ECUs basically operate in three modes: closed loop, open loop and limp mode. Closed loop is where the ECU most often operates. Using the O2 sensor, the ECU continually receives a signal in the form of a voltage from the O2 sensor to determine the quality of the previous combustion event. It then uses Short Term Fuel Trim (STFT) to make the fuel mixture rich or lean for the next cycle. The ECU´s ideal is a 14.7:1 air/fuel ratio (AFR), which is the point where all fuel is completely burned and maximum fuel efficiency is achieved. Successive corrections to the STFT will cause the ECU to store the corrected value to the Long Term Fuel Trim, which becomes the standard value for the fuel map. This is basically how the ECU learns and compensates for its operating environment and the owner´s driving habits.

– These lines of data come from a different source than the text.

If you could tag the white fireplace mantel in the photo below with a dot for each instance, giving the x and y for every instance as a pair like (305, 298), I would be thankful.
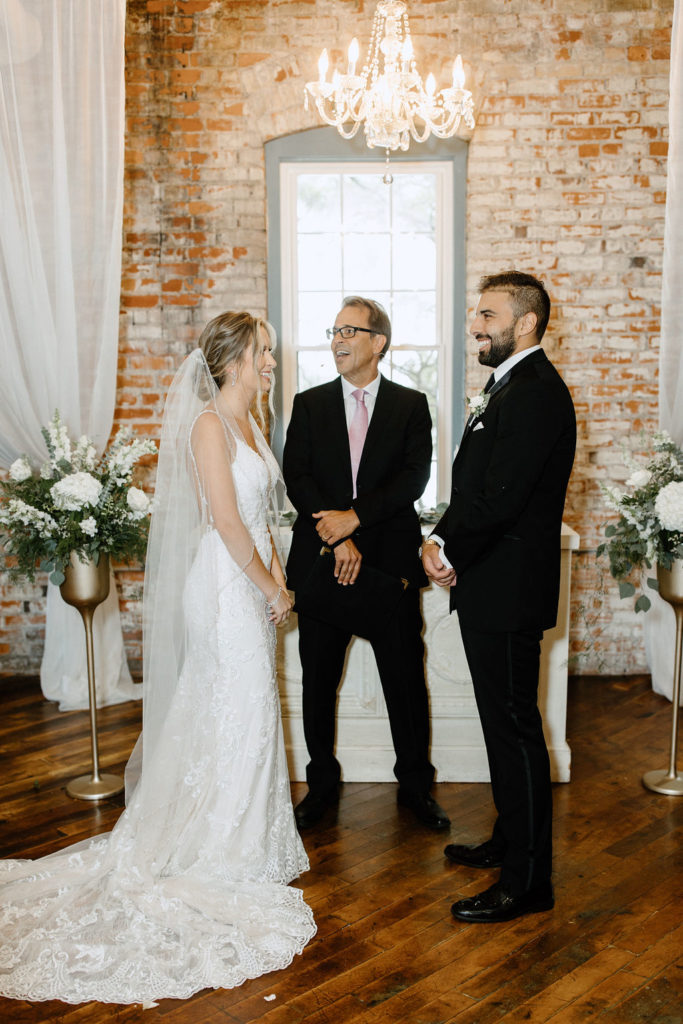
(364, 740)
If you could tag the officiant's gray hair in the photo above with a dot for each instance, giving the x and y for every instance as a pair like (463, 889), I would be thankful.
(226, 338)
(527, 295)
(378, 318)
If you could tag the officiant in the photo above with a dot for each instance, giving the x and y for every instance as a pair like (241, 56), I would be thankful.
(356, 458)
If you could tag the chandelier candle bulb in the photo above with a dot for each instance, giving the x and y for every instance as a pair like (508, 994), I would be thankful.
(458, 73)
(353, 51)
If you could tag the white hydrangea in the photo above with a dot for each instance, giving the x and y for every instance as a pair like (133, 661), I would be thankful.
(89, 526)
(76, 491)
(669, 507)
(124, 458)
(20, 469)
(639, 478)
(138, 503)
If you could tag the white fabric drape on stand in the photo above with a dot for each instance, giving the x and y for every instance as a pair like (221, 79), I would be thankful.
(659, 622)
(61, 124)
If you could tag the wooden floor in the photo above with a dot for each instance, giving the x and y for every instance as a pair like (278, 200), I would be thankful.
(387, 949)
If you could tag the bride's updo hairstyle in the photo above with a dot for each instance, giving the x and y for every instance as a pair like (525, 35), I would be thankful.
(224, 342)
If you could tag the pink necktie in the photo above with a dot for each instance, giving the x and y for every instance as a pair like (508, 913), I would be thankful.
(357, 431)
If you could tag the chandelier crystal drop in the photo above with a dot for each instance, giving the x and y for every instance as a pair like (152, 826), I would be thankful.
(388, 97)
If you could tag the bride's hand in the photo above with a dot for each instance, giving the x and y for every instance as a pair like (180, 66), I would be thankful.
(280, 606)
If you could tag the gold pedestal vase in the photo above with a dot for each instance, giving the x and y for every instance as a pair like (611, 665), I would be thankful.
(671, 589)
(85, 587)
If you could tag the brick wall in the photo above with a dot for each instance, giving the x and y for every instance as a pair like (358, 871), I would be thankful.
(566, 178)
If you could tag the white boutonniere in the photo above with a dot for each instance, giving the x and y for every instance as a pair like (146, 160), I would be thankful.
(476, 404)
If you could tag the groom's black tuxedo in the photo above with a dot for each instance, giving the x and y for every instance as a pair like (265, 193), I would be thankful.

Open mode is normally used in wide open throttle (WOT) situations. When in this mode, the ECU uses barometric pressure, intake air temperature, coolant temperature and other inputs to calculate the mass of air entering the combustion chamber. Based on this calculation, the ECU injects the amount of fuel it deems appropriate to hit the target AFR. Open loop maps are designed to run richer, with AFR values of around 9.5:1. Compared to the closed loop AFR value (14.7:1), the richer mixture ensures that engine damaging knock is avoided.
In the event of a serious failure, the limp home mode takes over running the engine. Using a minimum of sensors (as little as two), limp home mode is rev limited, with fixed ignition timing and rich fuel settings. The check engine light will be on and there will be a very noticeable loss in engine performance.
Modern engine management is not rocket science. Its just doing the same thing that carburetors and distributors used to do, but much better, with more reaction speed and precision. Because of electronics, a modern mid-size 4-cylinder can now achieve 250 horsepower, which was the output of 12-cylinder engines 30-40 years ago.